We spent our summers together filling the better part of most days flipping rocks, searching for lizards and wading barefoot in the stream looking for tadpoles. It was grandma that taught me the important things of life, like how to skip a smooth stone across the still part of a stream and how to spit. She taught the importance of a firm handshake and of looking a man straight in the eyes when speaking to him. She taught that my word was my bond.
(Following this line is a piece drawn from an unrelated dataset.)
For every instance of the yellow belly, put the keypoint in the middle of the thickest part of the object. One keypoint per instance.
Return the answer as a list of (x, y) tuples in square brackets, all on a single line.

And, she taught me of God and to appreciate His handiwork in all I see around me.
Many afternoons, in the sweltering heat of summer we lay, side by side in silence on the creek bank, slapping mosquitoes from sweaty appendages. We’d sling freshly dug earthworms into icy mountain waters from the end of cut bamboo fishing poles. We watched as towering cloud dragons dueled with crumpled knights of the round table and prayed for nibbles on the end of our lines, envisioning a black iron skillet full of pink mountain trout sizzling over an open fire.
At days end we gathered our poles and our jar of earthworms. We filled our pockets with treasures collected: sparkly rocks, a few rusty bottle caps, and the prize of an old horse shoe or two. We pulled our stringer from the chilly waters with fish that were large enough to keep and hand in hand, set our sights for home.
Grandma was the best friend a kid could have and I knew it. She was unmovable in her convictions, as firmly rooted as her twisted hundred year old apple trees. Yet I’d watched her instantly drop to her knees and felt her heart breaking with compassion for a kid learning lessons from the school of hard knocks. When Grandma put her arms around you and squeezed, though no words accompanied it, there was no doubt of her undying, unconditional love.
In the steamy heat of evenings we rocked on the enormous porch surrounded by the soft pinks and dusty blues of her prized hydrangeas. The scent of summer’s jasmine and honeysuckle wafted strong upon an occasional welcome breeze.
“Remember last summer when the neighbors dog from over the hill chased that black bear cub up the old sugar maple tree out by the road?” Grandma leaned way back and laughed so hard I thought she would fall from her rocking chair.
Time raced. We laughed and made memories, climbing over hills, skipping rocks in the stream, holding hands, and praying on our knees. But with each summers end, Grandma struggled to hold to the memories we were making. Often, I questioned her about our times together. She smiled and nodded. Words, often absent. Soon I began to wonder just how much she remembered.
Driving down the dusty dirt road and turning the corner towards the big white farmhouse I thought about times past. Grandma’s influence was such an integral part of my life. The adult I had become was due in great measure to her guidance and love.
Once again we sat together rocking and gazing out across the farm at the sheep and cattle lazily dotting the hillside. Gentle breezes carried scents of freshly mown grass. I took her hand in mine and stroked it tenderly.
“Grandma? Remember flipping rocks and searching for lizards? Remember wading the stream looking for tadpoles?” Grandma rocked without speaking or nodding.
“Remember the peanut butter and apple jelly biscuits and frozen sweet tea in fruit jars? How about the bamboo fishing poles and the fresh trout we pan fried in the heavy black iron skillet? Do you remember that Grandma?” Grandma stared straight ahead, still rocking.
“Do you remember that summer you taught me to spit?” I laughed. “Most of it ended up in my shoes until I got the hang of it.” Grandma stared as if gazing into another time and place.
“Remember the rhubarb and strawberry pies you used to make? Mmmm! I loved the way they made the kitchen smell.” Finally Grandma pulled her hand away and cut the silence with words dreaded.
“Tell me your name.” She paused. “Do I know you?”
“Yes Grandma.” I placed my hand softly upon her shoulder, reaching to wipe the tear following the deep crevices of her soft, time-worn cheek. “You know me and I promise, I will never forget you.”